NEW YORK — CNN said July 9 that it is working to verify the identity of the Nepalese patient operated on this spring by its medical correspondent, Dr. Sanjay Gupta, following a published report that said the Indian American physician mistakenly told viewers that he had treated someone else, reports AP.
Gupta, a practicing brain surgeon, operated on a girl on April 27 at Kathmandu's Bir Hospital shortly after he had been sent to Nepal to cover the aftermath of a deadly earthquake there. In a video report that day, Gupta identified the patient as 8-year-old Salina Dahal and said she needed emergency surgery because of a fractured skull, blood clot and swelling of the brain.
The Global Press Journal reported this week that according to the girl's family and doctors, Dahal was never operated on. Instead, Gupta operated on a 14-year-old girl, Sandhya Chalise.
Gupta, speaking on CNN July 8, said the hospital's triage unit was a chaotic situation that was "unlike anything I've ever seen." He had relied upon the hospital to identify his patient, and CNN acknowledged that the hospital may have provided him with incorrect information.
Asked how Gupta might have mistaken the girl on a stretcher in his report for the person he operated upon, CNN spokeswoman Neel Khairzada noted that it was brain surgery, and the rest of the patient's body was obscured by drapes.
Confusing matters, a CNN text report from Nepal that was posted online before Gupta spoke on the air identified the patient as Chalise, which the Journal said was accurate. But after Gupta's report, CNN changed its text story to say the doctor operated on Dahal, said the AP report.
Apparently, different people at the hospital had given conflicting information to the two CNN representatives, Khairzada said.
According to a report in The Daily Beast, Gupta said, “I hate mistakes. I really hate them.”

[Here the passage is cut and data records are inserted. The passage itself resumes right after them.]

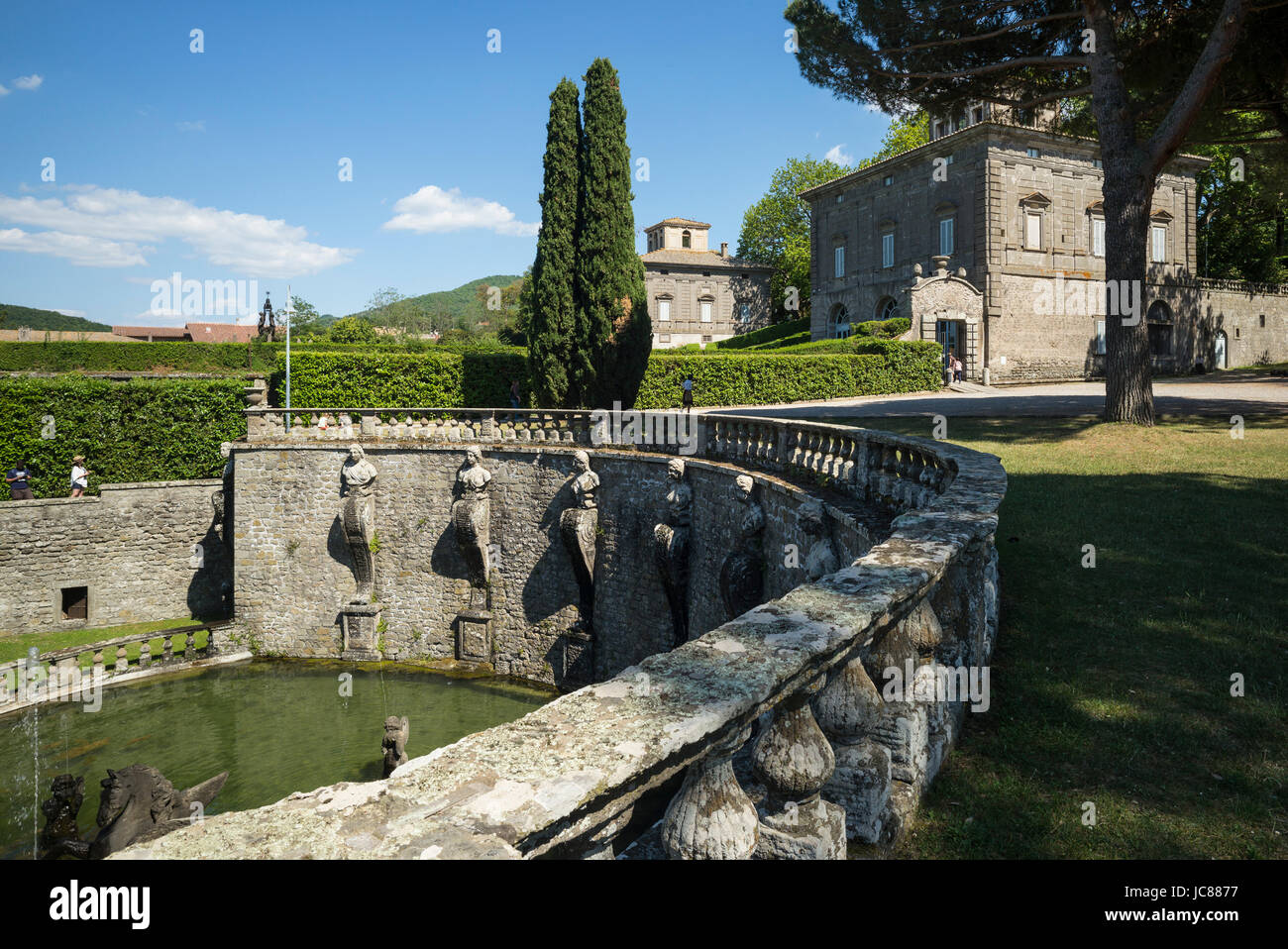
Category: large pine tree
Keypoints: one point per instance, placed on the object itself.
(554, 316)
(613, 330)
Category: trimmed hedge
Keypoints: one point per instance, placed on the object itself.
(362, 378)
(769, 334)
(223, 359)
(142, 430)
(738, 378)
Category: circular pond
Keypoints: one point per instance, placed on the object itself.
(275, 726)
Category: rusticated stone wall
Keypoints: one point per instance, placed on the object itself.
(134, 548)
(294, 575)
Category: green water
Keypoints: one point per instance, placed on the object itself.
(277, 726)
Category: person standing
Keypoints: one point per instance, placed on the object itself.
(80, 476)
(20, 481)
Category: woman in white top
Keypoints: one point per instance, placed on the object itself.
(80, 476)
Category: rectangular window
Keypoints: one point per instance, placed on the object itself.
(1033, 231)
(75, 602)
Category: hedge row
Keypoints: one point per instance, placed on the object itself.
(793, 327)
(365, 378)
(224, 359)
(143, 430)
(772, 377)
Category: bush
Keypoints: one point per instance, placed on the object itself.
(738, 378)
(438, 377)
(352, 330)
(143, 430)
(793, 327)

CNN is now working to make sure it has the correct information about the patient and will correct the record if Gupta's report is proven wrong, she said. Both Dahal and Chalise are apparently doing well, Gupta said.
"Sanjay spent a week in Nepal, helped save a young life in the operating room, and we couldn't be prouder of him," CNN said in a statement provided by Khairzada. "He has our full and unequivocal support."
PTI adds, Gupta “assisted the surgeons at Bir Hospital by performing a craniotomy on a young victim,” the network said. “Some reporting has suggested it was not the young girl we, at the time of our own reporting in the midst of the crisis, believed her to be. We will try to verify that.”
Gupta's medical assistance, particularly in disaster zones, is sometimes shown on the network’s newscasts.
CNN had provided video to the Global Press Journal, a publication of a San Francisco-based nonprofit that supports female journalists in developing-world countries, more than a week ago that showed Gupta's role in the surgery, contradicting the initial claim that he hadn't helped at all.
“He was, if anything, relatively modest on the air in characterizing his own role. He simply appears to have been fundamentally wrong about the identity of his patient,” said NPR's David Folkenflik, who was informed of the journal's reporting ahead of time.
The story of Gupta’s gaffe was the result of a tip and weeks of persistent shoe-leather reporting on the ground by Nepalese journalist Shilu Manandhar, according to The Daily Beast.